Animer une heure de vie en classe

De Véronique GUERIN, psychosociologue, auteure du livre “ A quoi sert l’autorité ? S’affirmer, respecter, coopérer ” Editions Chronique Sociale, 2001

L’heure de vie de classe a été instituée en 1999 pour permettre un temps régulier environ 10 heures par an) d’échanges  au sein du groupe-classe. Ces échanges peuvent concerner la vie de classe elle-même (les projets, le climat, les conflits…) ou aborder également des sujets de société plus généraux. Ce temps est animé en général par le professeur principal, mais d’autres enseignants ou des personnes extérieures peuvent également être sollicités pour intervenir.
L’idée de créer ce temps d’échanges constitue une avancée importante dans la reconnaissance de la classe comme un groupe qui a une dynamique et une vie qui lui sont propres. Et effectivement, des études  montrent que l’état des relations entre les élèves peuvent  favoriser ou freiner les apprentissages de chacun. Ces temps de régulations sont donc essentiels pour favoriser un climat serein. Ils permettent que puissent s’exprimer les désirs ou les frustrations et se régler les différends et les tensions.

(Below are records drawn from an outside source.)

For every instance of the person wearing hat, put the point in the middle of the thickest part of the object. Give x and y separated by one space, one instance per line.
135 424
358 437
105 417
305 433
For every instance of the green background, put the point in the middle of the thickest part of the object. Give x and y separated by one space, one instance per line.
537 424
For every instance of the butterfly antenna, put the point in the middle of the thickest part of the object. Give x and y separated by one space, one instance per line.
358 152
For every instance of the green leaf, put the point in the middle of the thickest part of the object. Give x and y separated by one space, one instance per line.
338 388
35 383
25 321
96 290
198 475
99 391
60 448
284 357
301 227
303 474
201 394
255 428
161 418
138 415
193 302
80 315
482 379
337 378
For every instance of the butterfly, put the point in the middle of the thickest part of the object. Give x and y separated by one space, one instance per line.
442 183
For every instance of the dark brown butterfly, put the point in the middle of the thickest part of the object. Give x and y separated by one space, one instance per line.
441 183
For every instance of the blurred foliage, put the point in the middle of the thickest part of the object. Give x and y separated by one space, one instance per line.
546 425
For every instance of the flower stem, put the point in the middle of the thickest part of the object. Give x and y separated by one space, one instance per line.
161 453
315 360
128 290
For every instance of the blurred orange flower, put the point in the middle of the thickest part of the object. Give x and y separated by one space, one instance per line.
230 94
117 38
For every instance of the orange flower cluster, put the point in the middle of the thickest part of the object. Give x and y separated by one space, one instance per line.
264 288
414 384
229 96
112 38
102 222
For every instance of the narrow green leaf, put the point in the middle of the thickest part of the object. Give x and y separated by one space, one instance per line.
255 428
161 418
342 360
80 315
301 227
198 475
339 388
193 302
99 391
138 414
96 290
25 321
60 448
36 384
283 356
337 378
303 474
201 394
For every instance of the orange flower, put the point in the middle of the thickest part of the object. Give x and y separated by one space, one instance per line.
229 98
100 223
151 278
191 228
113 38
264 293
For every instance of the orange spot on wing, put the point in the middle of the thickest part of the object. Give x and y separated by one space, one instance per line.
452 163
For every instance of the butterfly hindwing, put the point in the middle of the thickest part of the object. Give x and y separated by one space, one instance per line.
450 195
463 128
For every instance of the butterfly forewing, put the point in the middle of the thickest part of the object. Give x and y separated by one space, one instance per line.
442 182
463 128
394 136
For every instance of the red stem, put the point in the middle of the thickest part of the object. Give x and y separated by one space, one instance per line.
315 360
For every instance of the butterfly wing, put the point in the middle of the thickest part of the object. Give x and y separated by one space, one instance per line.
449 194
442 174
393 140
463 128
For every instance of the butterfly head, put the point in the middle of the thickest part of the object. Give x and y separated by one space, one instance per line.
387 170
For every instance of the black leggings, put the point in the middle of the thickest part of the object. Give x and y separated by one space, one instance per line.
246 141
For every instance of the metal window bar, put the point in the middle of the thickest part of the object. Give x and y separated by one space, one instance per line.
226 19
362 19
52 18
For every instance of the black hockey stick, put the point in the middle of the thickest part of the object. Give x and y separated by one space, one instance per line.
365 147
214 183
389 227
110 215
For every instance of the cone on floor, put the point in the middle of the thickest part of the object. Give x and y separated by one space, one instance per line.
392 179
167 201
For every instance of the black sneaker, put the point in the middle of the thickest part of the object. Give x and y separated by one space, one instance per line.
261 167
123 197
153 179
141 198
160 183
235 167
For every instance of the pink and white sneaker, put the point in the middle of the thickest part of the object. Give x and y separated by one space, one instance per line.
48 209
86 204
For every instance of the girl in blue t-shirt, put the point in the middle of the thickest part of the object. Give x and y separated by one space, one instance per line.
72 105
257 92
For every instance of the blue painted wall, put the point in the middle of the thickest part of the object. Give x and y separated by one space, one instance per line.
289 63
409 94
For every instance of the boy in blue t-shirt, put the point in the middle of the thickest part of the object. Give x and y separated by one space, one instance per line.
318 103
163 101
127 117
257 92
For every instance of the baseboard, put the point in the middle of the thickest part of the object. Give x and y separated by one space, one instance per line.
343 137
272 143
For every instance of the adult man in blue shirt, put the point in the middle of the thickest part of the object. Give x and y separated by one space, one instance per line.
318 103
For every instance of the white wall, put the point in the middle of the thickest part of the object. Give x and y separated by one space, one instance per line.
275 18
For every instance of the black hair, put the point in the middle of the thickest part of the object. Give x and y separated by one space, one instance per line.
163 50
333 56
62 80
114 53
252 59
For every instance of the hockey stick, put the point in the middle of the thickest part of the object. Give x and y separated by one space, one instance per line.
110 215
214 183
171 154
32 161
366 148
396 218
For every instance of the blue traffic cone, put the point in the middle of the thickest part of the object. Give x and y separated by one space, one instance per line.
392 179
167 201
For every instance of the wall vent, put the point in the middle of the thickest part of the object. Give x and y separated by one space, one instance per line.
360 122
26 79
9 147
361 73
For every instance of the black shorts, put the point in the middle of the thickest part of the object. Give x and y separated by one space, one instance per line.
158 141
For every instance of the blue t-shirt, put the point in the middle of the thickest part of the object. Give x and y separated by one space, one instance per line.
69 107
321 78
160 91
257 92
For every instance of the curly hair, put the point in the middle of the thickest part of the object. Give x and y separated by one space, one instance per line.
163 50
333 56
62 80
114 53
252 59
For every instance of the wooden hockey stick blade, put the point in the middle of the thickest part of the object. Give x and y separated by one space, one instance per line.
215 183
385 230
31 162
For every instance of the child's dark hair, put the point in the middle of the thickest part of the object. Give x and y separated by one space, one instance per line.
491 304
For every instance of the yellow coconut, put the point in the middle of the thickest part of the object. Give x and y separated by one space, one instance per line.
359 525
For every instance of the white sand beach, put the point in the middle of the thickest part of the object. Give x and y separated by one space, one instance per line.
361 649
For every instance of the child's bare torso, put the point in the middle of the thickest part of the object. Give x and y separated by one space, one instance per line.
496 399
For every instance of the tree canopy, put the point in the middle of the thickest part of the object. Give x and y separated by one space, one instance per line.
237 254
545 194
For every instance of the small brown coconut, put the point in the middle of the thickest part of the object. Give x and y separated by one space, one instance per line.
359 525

La difficulté principale réside dans le mot « Animer » qui implique une posture peu familière aux enseignants et qui ne fait pas encore partie de leur formation initiale. Ceux-ci sont habitués à transmettre et à évaluer des savoirs alors que, dans l’heure de vie de classe, il s’agit de favoriser et de canaliser l’expression de points de vue et de ressentis d’élèves et d’encourager la recherche d’éventuelles solutions. Il ne s’agit pas que l’enseignant devienne assistant social ou psychologue mais simplement qu’il prenne régulièrement le pouls de la classe comme cela se fait dans la majorité des formations pour adultes afin de guider et d’accompagner le groupe.
Pour « réussir » l’heure de vie de classe, l’enseignant doit être capable de tenir un cadre sécurisant tout en encourageant l’expression de chacun : un équilibre de funambule qui demande fermeté et réceptivité. Il lui faut, pour cela, suivre certaines règles essentielles (disposition des élèves en cercle, règles de parole, bâton de parole, reformulation…) qui sont présentées de façon très claire sur le site du Centre National de Documentation Pédagogique . Cette animation est un réel apprentissage qui nécessite, sous peine de démotivation, un minimum de formation et d’accompagnement. La possibilité de faire venir des intervenants extérieurs est aussi une belle opportunité de sortir les enseignants de leur isolement dans certaines classes « difficiles ». Ils peuvent être soutenus par des personnes expérimentées dans l’animation de groupes, s’inspirer de leur expérience pour travailler avec leur classe et partager leurs questions et difficultés.
Au-delà de ce moment ponctuel, l’animation de l’heure de vie de classe est une réelle opportunité pour les enseignants de développer de nouvelles compétences pédagogiques et relationnelles. En associant apprentissage et socialisation, la transmission des savoirs s’inscrit alors dans un groupe-classe plus sécurisant et vivant. Ce groupe que les enseignants vivent encore souvent aujourd’hui comme une contrainte avec laquelle ils se débattent devient progressivement une ressource et un soutien pour aider chaque élève à mieux comprendre monde, les autres et lui-même.